The effect of establishing parish funds would undoubtedly be to raise the wages of the labourer in those districts, where an advance on the poor rates constitutes a part of the payment: this would, in the view I have taken of the subject, be for the advantage of all parties. It is to be hoped that the price of the necessaries of life will, when once fairly settled, be less subject to those variations which bear so hard on the working classes.
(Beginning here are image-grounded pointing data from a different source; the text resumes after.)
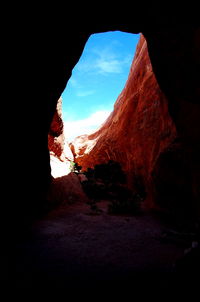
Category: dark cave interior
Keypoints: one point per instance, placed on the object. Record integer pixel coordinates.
(41, 67)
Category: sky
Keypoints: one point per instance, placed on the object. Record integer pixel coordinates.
(97, 80)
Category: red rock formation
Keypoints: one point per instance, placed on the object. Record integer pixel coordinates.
(138, 129)
(56, 134)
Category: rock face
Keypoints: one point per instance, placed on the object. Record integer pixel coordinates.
(56, 135)
(138, 129)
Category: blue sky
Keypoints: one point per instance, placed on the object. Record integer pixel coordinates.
(96, 81)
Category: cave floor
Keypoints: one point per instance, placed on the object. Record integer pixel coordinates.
(75, 246)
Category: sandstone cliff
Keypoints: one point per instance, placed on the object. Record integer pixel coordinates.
(138, 129)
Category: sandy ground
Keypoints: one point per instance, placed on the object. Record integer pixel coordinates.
(74, 247)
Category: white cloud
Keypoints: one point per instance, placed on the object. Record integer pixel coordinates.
(85, 93)
(85, 126)
(104, 61)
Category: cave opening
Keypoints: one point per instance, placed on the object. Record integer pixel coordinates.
(96, 81)
(85, 244)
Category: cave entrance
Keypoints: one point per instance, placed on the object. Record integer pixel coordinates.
(96, 81)
(88, 99)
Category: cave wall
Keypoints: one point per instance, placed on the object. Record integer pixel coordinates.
(40, 49)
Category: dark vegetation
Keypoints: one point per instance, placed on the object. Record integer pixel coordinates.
(108, 182)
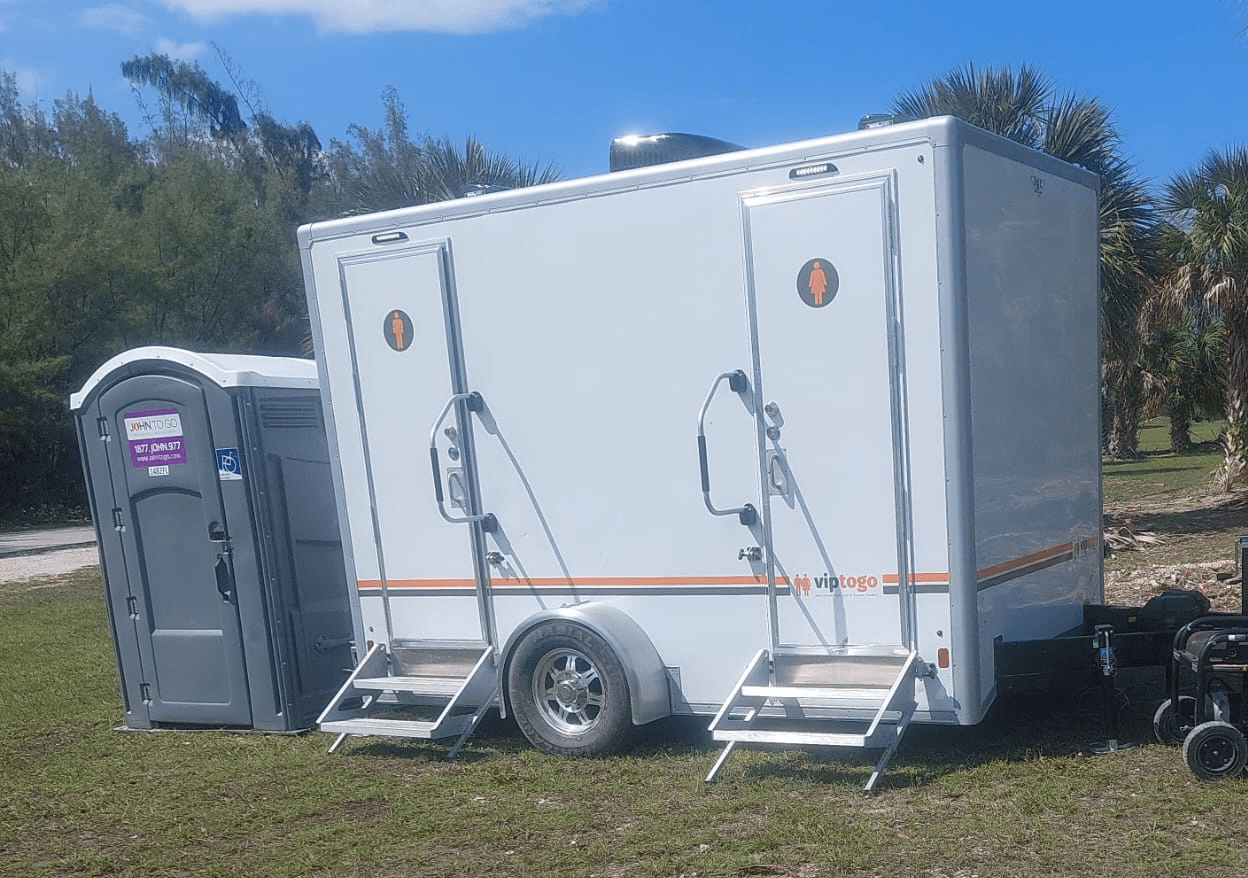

I have some doubts whether I may not have estimated the produce of agricultural labor too high, in supposing the gains of each family calculated, as consisting of six persons, to amount to thirty shillings. I have, however, premised, that I would in no instance take more than 4d. and that sum not to exceed a thirtieth part of the earnings of the party. That the difficulties which will attend this, or any other material change of system, are great, cannot be denied: I do not anticipate opposition from the quarter where many look for it, I mean on the part of the laboring poor. The comforts the plan holds out to them will be felt and appreciated; it will afford them many solid consolations, and exempt them from sufferings which can only be tolerated from the oppressive burdens now imposed, the benefit of which reaches not the poor.

Grateful to the House for the indulgence they have shown me, I shall not trespass longer on their time. I am fully sensible of the importance of the subject, I again repeat the apologies I offered at the outset: I am sensible the plan I have suggested, under the most favorable construction, will require much amendment to adapt it to practice.